In the last couple of days, Google has rolled out a new tweak called “Rich Results,” which presents one extra-large search result if Google thinks that you’re searching for a specific book title.
Rich Results is the latest in a series of smaller front-end tweaks that have been matched by backend improvements. Now, the book search algorithm takes into account more than 100 "signals," individual data categories that Google statistically integrates to rank your results. When you search for a book, Google Books doesn’t just look at word frequency or how closely your query matches the title of a book. They now take into account web search frequency, recent book sales, the number of libraries that hold the title, and how often an older book has been reprinted.
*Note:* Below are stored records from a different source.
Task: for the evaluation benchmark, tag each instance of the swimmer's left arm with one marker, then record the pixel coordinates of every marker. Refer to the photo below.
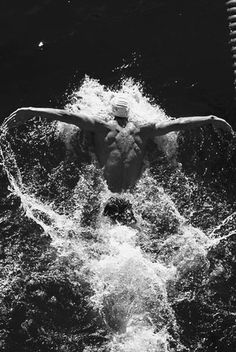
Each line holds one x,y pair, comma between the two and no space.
184,123
22,115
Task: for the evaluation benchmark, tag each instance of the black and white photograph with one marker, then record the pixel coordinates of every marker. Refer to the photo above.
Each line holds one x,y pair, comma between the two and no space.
118,176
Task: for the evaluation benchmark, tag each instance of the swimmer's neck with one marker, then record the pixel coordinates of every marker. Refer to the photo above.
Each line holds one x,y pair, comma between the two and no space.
122,122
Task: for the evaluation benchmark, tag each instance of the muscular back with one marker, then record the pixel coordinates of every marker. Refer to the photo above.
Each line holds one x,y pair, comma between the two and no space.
120,152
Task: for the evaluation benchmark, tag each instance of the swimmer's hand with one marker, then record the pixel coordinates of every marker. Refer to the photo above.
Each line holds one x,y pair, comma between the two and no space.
17,118
221,124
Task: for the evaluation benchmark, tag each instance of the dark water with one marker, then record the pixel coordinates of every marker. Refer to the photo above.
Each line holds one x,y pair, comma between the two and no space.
71,279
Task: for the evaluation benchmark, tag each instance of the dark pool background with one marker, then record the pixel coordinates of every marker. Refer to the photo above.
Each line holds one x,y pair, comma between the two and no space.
180,48
180,53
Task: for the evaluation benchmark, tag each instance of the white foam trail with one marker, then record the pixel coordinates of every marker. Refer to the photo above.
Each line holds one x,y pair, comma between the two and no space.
130,286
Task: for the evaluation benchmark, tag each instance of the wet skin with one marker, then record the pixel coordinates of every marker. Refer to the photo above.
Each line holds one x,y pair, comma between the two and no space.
120,151
119,145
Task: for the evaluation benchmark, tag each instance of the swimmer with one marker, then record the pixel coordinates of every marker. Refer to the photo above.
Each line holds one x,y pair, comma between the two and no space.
119,144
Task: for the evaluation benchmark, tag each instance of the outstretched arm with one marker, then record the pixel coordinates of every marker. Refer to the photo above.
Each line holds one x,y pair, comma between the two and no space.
185,123
22,115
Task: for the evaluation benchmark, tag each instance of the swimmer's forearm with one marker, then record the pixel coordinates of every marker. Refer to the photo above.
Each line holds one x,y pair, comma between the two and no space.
22,115
184,123
61,115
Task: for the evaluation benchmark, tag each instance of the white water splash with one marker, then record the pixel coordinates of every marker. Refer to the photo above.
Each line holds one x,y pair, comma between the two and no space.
130,285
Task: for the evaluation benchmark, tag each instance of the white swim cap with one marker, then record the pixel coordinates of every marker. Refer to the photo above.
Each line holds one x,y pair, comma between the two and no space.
120,106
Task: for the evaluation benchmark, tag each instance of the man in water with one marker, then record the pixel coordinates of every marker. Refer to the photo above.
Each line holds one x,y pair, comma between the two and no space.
119,144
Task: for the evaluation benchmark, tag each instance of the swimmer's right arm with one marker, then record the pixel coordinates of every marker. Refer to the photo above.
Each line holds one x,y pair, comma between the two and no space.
22,115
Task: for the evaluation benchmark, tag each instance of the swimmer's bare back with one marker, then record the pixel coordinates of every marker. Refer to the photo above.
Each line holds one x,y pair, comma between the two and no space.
119,144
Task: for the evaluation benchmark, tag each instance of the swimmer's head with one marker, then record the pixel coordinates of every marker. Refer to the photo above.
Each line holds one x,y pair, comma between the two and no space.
120,106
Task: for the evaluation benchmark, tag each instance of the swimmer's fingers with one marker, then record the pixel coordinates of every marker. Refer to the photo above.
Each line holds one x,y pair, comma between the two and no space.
17,118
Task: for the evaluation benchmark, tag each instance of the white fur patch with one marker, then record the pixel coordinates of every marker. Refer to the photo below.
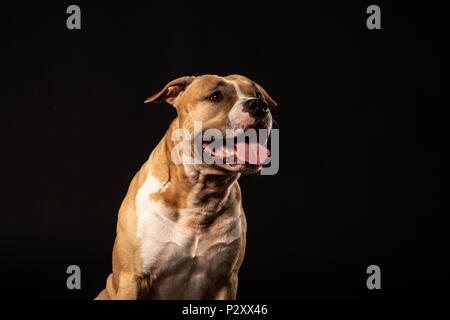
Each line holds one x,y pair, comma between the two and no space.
180,259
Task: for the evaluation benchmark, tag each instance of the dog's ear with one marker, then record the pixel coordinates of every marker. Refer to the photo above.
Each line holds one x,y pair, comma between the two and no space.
268,99
171,91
Google Books is becoming a better and better for finding the knowledge you want within the books that are available. Leaving the copyright controversy aside, there has never been a better way to search for material inside books; the old card catalog system (or even digital card catalog) just pales by comparison.
And perhaps we should leave the copyright controversy aside. At least, that’s the perspective offered by the other article that caught my eye. On The Guardian, Robert McCrum looks at the question of creating national digital libraries. He points to a recent presentation (reprinted in The New York Review of Books) by Robert Darnton, director of the Harvard University Library, which proposes the idea.
What’s remarkable about Darnton’s very short paper – a call to arms, really – is that by placing the "vexed question of copyright" in a national perspective, and by putting the idea of "cultural commons" to the service of the common good, Darnton debates an issue that usually generates heat not light in a way that sounds supremely rational. Neither Britain nor the US has plans for a national digital library but Japan, France and the Netherlands all do and, as Darnton remarks, if they "can do it, why can’t the United States?" I would add: why can’t Britain?
Darnton’s reprinted speech is worth reading in its own right. He points out that freedom of access to information was an important principle to founding fathers Jefferson (who said “Knowledge is the common property of mankind,” and also made the oft-quoted analogy of knowledge to candles) and Adams.
And unlike in the 18th century, the Internet offers the potential of enormous freedom of access to information. So, Darnton suggests, we should take advantage of that freedom and create a national electronic library. For all the copyright controversy surrounding Google, it has at least shown what is possible. If a corporation can do it, why can’t the government, or other organizations that work toward public interests?
I propose that we dismiss the notion that a National Digital Library of America is far-fetched, and that we concentrate instead on what we can learn from others about issues such as: How can we deal with the problem of copyright and of orphan books, i.e., books whose copyright holders can’t be located? How can we cope with the complexities of metadata—that is, catalog-type information necessary to locate digital texts in the ever-changing environment of cyberspace? How can we find funding and develop a business plan that will resolve the long-term difficulties of collection management and preservation?
McCrum suspects that publishers are still too much in shock from Google’s “audacious copyright snatch” to consider the idea, but points out that all that Google has really done is privatize what a national government or culture should be doing to begin with. It makes sense to me—after all, in the US we have a Library of Congress; why not an E-Library of Congress?